Ezequiel L. Nicolazzi edited this page Oct 12, 2015 · 2 revisions

##ZANARDI USAGE Once the parameter file is fully set, the only thing left to do is to run Zanardi from command line, choosing the appropriate analyses. The general usage is (a list of options can be found below):

python Zanardi.py **[options]**

To have a quick reminder of the options available, you can use an internal help routine:

python Zanardi.py -h

or

python Zanardi.py –help

Please remember that the user is expected to interact only with Zanardi's parameter file (PARAMFILE.txt), and its in/outputs.

##OPTIONS Except for a few cases, Zanardi can be run using single or multiple options contemporarily. When multiple options are chosen, Zanardi will streamline the work using the output of the first step as input of the second step, and so on. Notation: • .(xxx) = A set of file extensions that depend on the software used • [< NAME >] = A user-defined < name > for folders / filename suffix, provided in the command line (options --outdir --tempdir) or in the parameter file (OUTPUT_NAME variable), respectively.

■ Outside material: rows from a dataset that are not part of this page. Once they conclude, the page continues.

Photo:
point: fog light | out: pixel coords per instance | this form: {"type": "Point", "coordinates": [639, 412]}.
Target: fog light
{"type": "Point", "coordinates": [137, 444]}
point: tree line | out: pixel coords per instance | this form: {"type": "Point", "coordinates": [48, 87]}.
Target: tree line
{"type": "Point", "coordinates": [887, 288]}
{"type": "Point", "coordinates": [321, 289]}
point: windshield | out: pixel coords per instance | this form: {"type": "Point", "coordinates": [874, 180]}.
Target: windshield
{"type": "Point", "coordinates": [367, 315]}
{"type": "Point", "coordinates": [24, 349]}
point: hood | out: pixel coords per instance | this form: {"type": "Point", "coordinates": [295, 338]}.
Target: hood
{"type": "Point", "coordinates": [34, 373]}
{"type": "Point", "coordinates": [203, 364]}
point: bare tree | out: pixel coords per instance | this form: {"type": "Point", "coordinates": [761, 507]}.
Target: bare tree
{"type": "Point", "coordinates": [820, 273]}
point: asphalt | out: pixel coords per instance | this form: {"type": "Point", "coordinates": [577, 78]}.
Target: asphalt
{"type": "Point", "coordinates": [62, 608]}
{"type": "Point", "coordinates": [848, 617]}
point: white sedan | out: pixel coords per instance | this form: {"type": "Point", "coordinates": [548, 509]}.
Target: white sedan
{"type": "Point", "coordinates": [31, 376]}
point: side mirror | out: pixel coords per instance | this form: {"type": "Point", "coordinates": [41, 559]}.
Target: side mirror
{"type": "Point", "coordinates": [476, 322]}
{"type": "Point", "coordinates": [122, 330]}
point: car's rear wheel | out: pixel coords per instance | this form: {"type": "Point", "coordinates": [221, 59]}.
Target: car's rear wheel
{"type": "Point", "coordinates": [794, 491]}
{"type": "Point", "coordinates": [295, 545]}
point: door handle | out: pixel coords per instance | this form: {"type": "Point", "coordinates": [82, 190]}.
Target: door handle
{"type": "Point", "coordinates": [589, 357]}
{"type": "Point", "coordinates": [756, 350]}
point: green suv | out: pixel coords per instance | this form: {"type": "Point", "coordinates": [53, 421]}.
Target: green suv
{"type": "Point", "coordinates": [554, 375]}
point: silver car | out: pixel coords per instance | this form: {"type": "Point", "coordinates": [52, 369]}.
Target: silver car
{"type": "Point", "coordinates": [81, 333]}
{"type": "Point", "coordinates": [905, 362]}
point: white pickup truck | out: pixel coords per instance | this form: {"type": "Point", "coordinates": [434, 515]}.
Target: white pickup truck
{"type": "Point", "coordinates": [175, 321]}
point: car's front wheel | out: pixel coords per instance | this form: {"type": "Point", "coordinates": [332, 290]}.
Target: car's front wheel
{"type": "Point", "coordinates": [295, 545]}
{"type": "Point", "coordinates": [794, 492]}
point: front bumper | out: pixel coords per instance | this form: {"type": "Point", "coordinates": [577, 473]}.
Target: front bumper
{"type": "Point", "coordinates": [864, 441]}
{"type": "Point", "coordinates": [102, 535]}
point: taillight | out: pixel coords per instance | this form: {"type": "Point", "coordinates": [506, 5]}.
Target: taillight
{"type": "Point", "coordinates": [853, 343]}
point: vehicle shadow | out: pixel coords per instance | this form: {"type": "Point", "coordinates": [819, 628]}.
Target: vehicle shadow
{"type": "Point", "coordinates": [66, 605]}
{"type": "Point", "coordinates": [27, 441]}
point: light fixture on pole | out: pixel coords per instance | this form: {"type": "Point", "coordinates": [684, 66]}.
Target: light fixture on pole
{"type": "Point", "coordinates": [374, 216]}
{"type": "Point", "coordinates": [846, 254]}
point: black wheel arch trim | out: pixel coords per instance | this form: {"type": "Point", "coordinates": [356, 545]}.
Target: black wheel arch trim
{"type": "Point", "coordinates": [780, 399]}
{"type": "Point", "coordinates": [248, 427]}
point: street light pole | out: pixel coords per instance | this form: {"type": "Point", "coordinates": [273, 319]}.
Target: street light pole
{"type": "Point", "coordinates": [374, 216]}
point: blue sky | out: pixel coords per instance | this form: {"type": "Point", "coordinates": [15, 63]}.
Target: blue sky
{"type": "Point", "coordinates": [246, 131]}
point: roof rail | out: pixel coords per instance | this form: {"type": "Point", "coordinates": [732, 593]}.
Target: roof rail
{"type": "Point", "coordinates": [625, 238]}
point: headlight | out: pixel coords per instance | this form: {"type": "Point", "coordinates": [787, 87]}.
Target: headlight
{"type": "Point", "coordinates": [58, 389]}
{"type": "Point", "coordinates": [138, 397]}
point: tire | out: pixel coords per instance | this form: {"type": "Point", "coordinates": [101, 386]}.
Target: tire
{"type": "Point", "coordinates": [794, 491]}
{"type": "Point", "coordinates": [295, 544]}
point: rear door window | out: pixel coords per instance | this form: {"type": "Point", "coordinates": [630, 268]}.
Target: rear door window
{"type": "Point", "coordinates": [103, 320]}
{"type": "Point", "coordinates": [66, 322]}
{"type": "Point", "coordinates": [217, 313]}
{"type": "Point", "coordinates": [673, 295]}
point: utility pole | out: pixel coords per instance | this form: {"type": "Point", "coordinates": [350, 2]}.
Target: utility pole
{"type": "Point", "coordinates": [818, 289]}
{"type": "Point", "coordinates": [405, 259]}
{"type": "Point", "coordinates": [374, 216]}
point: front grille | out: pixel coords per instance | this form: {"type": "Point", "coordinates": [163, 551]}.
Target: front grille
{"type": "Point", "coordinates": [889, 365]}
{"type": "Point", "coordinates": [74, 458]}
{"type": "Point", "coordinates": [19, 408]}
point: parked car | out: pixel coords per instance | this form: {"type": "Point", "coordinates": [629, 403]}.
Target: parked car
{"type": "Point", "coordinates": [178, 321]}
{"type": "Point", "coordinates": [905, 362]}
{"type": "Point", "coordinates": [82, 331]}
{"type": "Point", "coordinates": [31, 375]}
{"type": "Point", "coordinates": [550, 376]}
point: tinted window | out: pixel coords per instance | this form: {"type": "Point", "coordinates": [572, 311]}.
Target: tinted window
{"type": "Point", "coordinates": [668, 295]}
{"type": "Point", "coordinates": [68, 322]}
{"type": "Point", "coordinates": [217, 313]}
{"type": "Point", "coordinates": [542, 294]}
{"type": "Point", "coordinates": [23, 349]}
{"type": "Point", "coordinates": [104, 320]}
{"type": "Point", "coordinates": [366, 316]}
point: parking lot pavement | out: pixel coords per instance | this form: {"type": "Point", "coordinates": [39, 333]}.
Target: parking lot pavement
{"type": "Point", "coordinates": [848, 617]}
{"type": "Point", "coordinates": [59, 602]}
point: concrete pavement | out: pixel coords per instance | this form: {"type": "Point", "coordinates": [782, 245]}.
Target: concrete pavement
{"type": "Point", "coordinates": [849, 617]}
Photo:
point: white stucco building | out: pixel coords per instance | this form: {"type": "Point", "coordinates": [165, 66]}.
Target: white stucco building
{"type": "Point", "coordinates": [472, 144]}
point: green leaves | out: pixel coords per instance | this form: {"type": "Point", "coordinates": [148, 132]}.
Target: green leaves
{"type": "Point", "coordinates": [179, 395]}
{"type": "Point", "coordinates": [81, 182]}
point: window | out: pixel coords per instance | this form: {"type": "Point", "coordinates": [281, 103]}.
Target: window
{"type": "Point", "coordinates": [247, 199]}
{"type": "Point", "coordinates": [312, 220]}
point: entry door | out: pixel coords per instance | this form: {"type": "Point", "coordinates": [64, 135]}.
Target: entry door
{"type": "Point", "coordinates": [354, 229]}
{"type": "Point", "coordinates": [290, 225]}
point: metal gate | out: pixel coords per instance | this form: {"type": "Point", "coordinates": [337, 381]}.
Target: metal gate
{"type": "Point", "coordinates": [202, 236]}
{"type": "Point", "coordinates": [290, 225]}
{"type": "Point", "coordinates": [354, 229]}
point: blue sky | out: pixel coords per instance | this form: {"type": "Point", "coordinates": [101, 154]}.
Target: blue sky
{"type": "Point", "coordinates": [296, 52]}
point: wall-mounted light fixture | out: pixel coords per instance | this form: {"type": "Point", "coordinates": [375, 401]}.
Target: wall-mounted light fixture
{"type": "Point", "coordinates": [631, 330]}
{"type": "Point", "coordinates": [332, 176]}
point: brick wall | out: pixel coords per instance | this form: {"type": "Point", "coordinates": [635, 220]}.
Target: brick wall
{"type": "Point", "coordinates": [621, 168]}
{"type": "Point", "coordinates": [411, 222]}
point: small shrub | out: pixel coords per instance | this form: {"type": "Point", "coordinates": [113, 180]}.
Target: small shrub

List of currently available options

##FULL OPTION EXPLANATION AND REQUIREMENTS ###-h or --help options

  • MEANING:

    This option produces a quick reference to the list of options available on screen.

  • SOFTWARE USED:

    N/A

  • PARAMETER FILE OPTIONS:

    N/A

  • INPUT FILE(S) REQUIRED:

    N/A

  • OUTPUT FILE(S) PRODUCED:

    N/A

###--download option

  • MEANING:

    This option is a stand-alone option. This means that, when invoked, it will terminate the program after running (even if other options are present). This option usually is run very few times (once?) to download the required software. The option calls a small bash script that automatically downloads the required software, uncompress/installs it and updates the link in the parameter file. Single or multiple software downloads can be required contemporarily. For multiple-software download, provide a comma-separated list of available software. Currently available options are: plink, beagle3, beagle4, fcgene and admixture. For example, the following command:

python Zanardi.py --download=beagle3,beagle4,fcGENE,PLINK,ADMIXTURE

will download the required software (all 5 programs), update the path for each software in the parameter file and quit Zanardi. Note the software names are is not case sensitive.

  • SOFTWARE USED:

    Own code

  • PARAMETER FILE OPTIONS:

    N/A

  • INPUT FILE(S) REQUIRED:

    N/A

  • OUTPUT FILE(S) PRODUCED:

    Each software downloaded is placed in a separated folder (except for BEAGLE v.3 and v.4, which are in the same “BEAGLE” folder) under the “UTILS” folder. Note that beagle .jar executables are automatically renamed to beagle3.jar and beagle4.jar.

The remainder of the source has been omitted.